CGtag: complete genomics toolkit and annotation in a cloud-based Galaxy
- Equal contributors
1 Department of Bioinformatics, Erasmus MC, Dr. Molewaterplein 5, 3015 GE Rotterdam, The Netherlands
2 Department of Urology, Erasmus MC, Dr. Molewaterplein 5, 3015 GE Rotterdam, The Netherlands
3 Netherlands Bioinformatics Center, NBIC, Geert Grooteplein 28, 6525 GA Nijmegen, The Netherlands
4 Department of Microbial Ecology, Netherlands Institute of Ecology, NIOO-KNAW, Droevendaalsesteeg 10, 6708 PB Wageningen, The Netherlands
GigaScience 2014, 3:1 doi:10.1186/2047-217X-3-1Published: 24 January 2014
Complete Genomics provides an open-source suite of command-line tools for the analysis of their CG-formatted mapped sequencing files. Determination of; for example, the functional impact of detected variants, requires annotation with various databases that often require command-line and/or programming experience; thus, limiting their use to the average research scientist. We have therefore implemented this CG toolkit, together with a number of annotation, visualisation and file manipulation tools in Galaxy called CGtag (Complete Genomics Toolkit and Annotation in a Cloud-based Galaxy).
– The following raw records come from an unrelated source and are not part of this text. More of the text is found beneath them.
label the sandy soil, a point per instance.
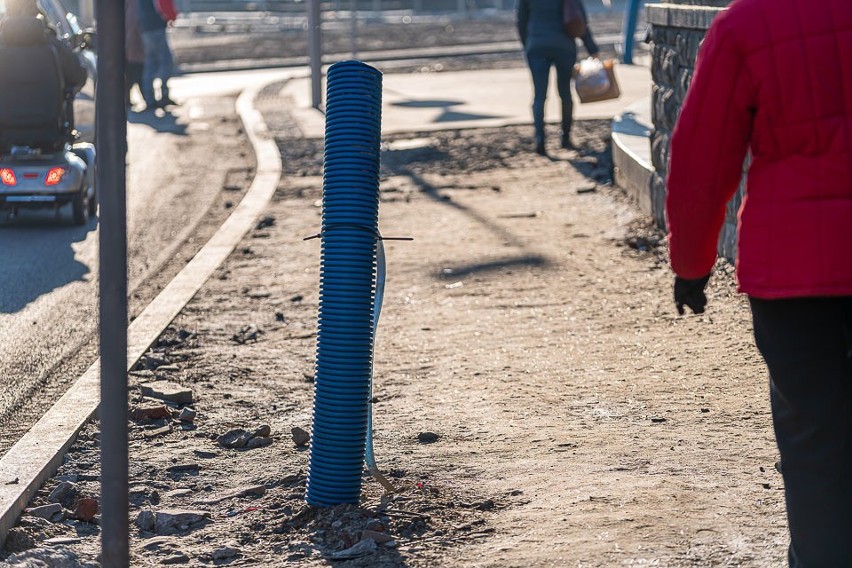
(529, 325)
(213, 43)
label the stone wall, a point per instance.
(677, 28)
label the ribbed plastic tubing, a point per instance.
(350, 214)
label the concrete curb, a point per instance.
(38, 454)
(631, 154)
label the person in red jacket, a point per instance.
(154, 16)
(774, 78)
In order to provide research scientists with web-based, simple and accurate analytical and visualisation applications for the selection of candidate mutations from Complete Genomics data, we have implemented the open-source Complete Genomics tool set, CGATools, in Galaxy. In addition we implemented some of the most popular command-line annotation and visualisation tools to allow research scientists to select candidate pathological mutations (SNV, and indels). Furthermore, we have developed a cloud-based public Galaxy instance to host the CGtag toolkit and other associated modules.
CGtag provides a user-friendly interface to all research scientists wishing to select candidate variants from CG or other next-generation sequencing platforms’ data. By using a cloud-based infrastructure, we can also assure sufficient and on-demand computation and storage resources to handle the analysis tasks. The tools are freely available for use from an NBIC/CTMM-TraIT (The Netherlands Bioinformatics Center/Center for Translational Molecular Medicine) cloud-based Galaxy instance, or can be installed to a local (production) Galaxy via the NBIC Galaxy tool shed.